What was so striking was how clearly those at the time, and afterwards, saw the significance of those three days in July 1863 on the outskirts of a Pennsylvania farming town. You hear in in the journals of the combatants, in the scrupulous records and copious memorials that started not long after the end of the war and never stopped. And of course, you read it in Abraham Lincoln’s immortal 272-word address, delivered four months later before a crowd of 20,000, on the dedication of the soldiers’ cemetery.
Gettysburg was, after all, just the midpoint of a terrible war; a turning point, but not the decisive battle. It was partly the carnage: 50,000 casualties, nearly 20,000 dead or missing, in an engagement neither side intended. On Culp’s Hill, a million bullets were fired in a matter of hours, so many that the trees died of lead poisoning. But again, in a conflict that took over 600,000 lives, one of every 50 Americans, Gettysburg was just a blip.
So how does one know whether history has in our time reached a hinge? Who was Lincoln to say that he was commemorating not a battle between two armies, but a test of whether any nation “conceived in Liberty, and dedicated to the proposition that all men are created equal” could long endure? And today, who are we say that we face the question whether such a nation, now long enduring, can endure a little longer? Aren’t we just fighting about tax cuts and trade deficits and immigration policy and the normal stuff of politics?

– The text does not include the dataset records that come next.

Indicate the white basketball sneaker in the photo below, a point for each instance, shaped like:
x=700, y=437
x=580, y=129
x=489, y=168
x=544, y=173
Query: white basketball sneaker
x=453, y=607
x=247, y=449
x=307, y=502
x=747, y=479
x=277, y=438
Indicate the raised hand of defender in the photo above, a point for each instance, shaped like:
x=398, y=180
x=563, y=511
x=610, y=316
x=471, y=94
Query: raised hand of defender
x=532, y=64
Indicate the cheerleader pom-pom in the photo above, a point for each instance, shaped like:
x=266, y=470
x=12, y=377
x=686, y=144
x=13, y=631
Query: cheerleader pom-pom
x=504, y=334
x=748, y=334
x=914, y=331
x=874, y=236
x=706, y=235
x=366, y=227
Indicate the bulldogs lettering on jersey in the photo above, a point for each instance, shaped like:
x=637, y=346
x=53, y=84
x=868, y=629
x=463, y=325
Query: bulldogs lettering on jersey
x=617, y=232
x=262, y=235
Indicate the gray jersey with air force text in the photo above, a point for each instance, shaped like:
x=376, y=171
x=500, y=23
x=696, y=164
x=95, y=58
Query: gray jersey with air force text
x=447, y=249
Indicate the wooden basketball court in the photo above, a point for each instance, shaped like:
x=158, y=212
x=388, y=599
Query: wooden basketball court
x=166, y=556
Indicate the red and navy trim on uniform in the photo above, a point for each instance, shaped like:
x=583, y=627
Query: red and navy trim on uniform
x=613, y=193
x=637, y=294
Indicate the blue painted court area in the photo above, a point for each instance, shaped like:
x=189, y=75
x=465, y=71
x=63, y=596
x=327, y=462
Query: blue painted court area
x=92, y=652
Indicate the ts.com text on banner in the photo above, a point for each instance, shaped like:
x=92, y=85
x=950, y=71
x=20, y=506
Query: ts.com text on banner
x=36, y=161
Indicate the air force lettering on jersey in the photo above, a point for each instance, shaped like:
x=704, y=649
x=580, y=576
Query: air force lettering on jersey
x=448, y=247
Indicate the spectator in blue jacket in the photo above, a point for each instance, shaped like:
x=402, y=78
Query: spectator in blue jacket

Walking around Gettysburg, what’s striking is the ordinariness. The town is history made flesh, surrounded by American holy ground. Yet it’s just a town; the ridges where soldiers massed are just ridges; the fields where 5,000 men fell in Pickett’s Charge are just fields. Gettysburg is powerful even now because it represents an idea. As did the Union. As does the democratic (small “d”) process and the integrity of our republican (small “r”) institutions, even now.
Perhaps the world will little note, nor long remember what we say and do today. If we fight for our ideals, and for the memory of those who sacrificed so much to bring us here, we cannot be wrong.